Oleh Abdullah Wong
(Si)apa sebenarnya yang menang? Apakah
untuk memenangkan sesuatu kita membutuhkan teanaga layaknya seorang
petarung? Jika diperhatikan dengan seksama, selama ini ungkapan
kemenangan selalu identik dengan hasil akhir dari proses penaklukan
terhadap sesuatu. Sehingga ihwal kemenangan acapkali berkait dengan
pencapaian prestasi, perolehan keuntungan hingga penaklukan atas
manusia atau obyek lain. Jika pemahaman ini dipahami, maka proses
kemenangan sangat reduktif, yakni dalam persoalan fisik dan pikiran
semata. Agaknya, kita lupa satu hal yang sangat penting dalam diri
kita, tapi selalu saja kita kalahkan. Itulah hati (Qalb).
Dalam hidup, kita seringkali lebih
sering memenangkan ego ketimbang hati. Apa pun yang berlangsung
adalah bagaimana memuaskan diri sendiri. Kita lupa, bahwa kebahagiaan
sejati adalah ketika kita berkesempatan membahagiakan orang lain. Dan
selama berbuat baik dan membahagiakan orang lain, tidak ada logika
agama yang menuntuk agar kita harus dibalas dengan kebaikan pula oleh
orang yang kita perlakukuan baik itu.

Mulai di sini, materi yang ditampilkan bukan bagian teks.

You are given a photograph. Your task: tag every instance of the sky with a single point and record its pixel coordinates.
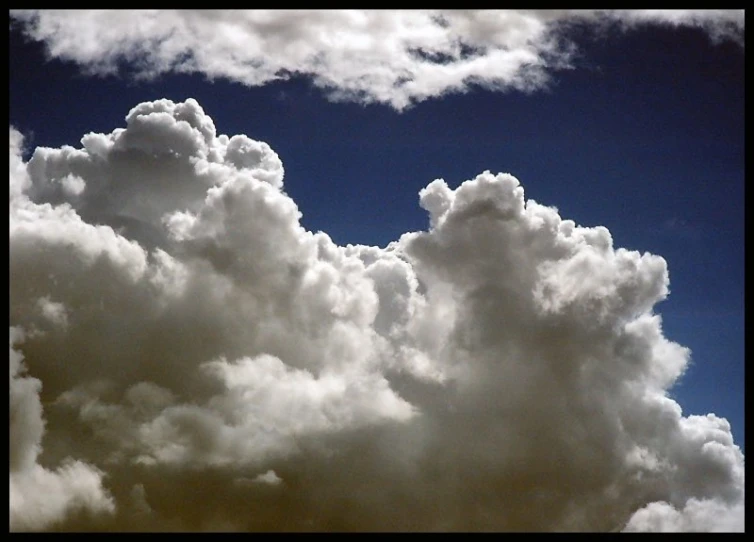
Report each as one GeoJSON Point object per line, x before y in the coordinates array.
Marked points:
{"type": "Point", "coordinates": [376, 271]}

Bukankah menurut menurut
Al_Quraan kita diciptakan tak lain hanya untuk mengabdi kepada-Nya?
Maka, berbuat baik kepada seluruh semesta (rahmatan lil'alamin)
adalah tugas kita. Tapi, bagaimana balasan orang lain terhadap kita,
bukan urusan kita? Mencintai istri, sahabat, atau saudara kita adalah
tugas kita, tapi bagaimana timbal balik mereka kepada kita jangan
dijadikan tuntutan. Karena, jika kita mengharap balasan dari mereka,
kita seringkali dikecewakan.
Jika kita punya keyakinan bahwa yang
mesti kita cari itu bernama bahagia, maka jujurlah bahwa tak ada
bahagia yang abadi di bumi ini. Jika kita punya keyakinan bahwa yang
mesti kita hindari dan kita tolak bernama susah atau derita, maka
jujurlah dalam hati bahwa tak ada kesusahan atau derita yang
berlangsung selamanya.
Masing-masing keduanya, datang silih
berganti sebagai keutuhan kehidupan. Apa yang disebut bahagia atau
susah setiap orang pasti merasakan. Tak hanya orang kaya yang dapat
merasa bahagia, tapi seluruh umat manusia. Tak peduli miskin, bodoh,
kuli, pegawai rendah, bahkan gembel sekali pun. Jika orang kaya
merasa bahagia ketika berhasil membangun supermarket, maka si misikin
bahagia ketika dia berhasil menyelesaikan pekerjaannya. Sementara si
gembel merasa bahagia ketika dia berhasil mengumpulkan
sampah-sampah. Tentu saja, rasa bahagia itu sama, yang membedakan
hanya obyek atau hal yang membuat bahagia. Inilah di antara prinsip
Allah.
Susah dan senang adalah kurikulum Allah
yang selalu dihamparkan kepada setiap hamba-Nya. Mestinya kita selalu
menerima pada setiap ketentuan yang Allah berikan. Bukankah menerima
dengan kesungguhan hati merupakan prinsip utama islam yang berarti
pasrah?
Masihkah kita mati-matian mengejar
sesuatu yang tidak kekal? Bukankah hanya Allah semata yang Maha
Kekal? Tapi mengapa kita masih mati-matian mencari atau menghindari
sesuatu jika sebenarnya semua itu adalah pembelajaran dari-Nya?
Mengalirlah dengan wajar dan alami. Belajarlah pada air yang rendah
hati, berlapanglah seperti samudera, dan bersemangatlah menerima
segala pelajaran dari-Nya seperti api yang tak kunjung padam.
Akhirnya, (si)apa sebenarnya yang kita menangkan?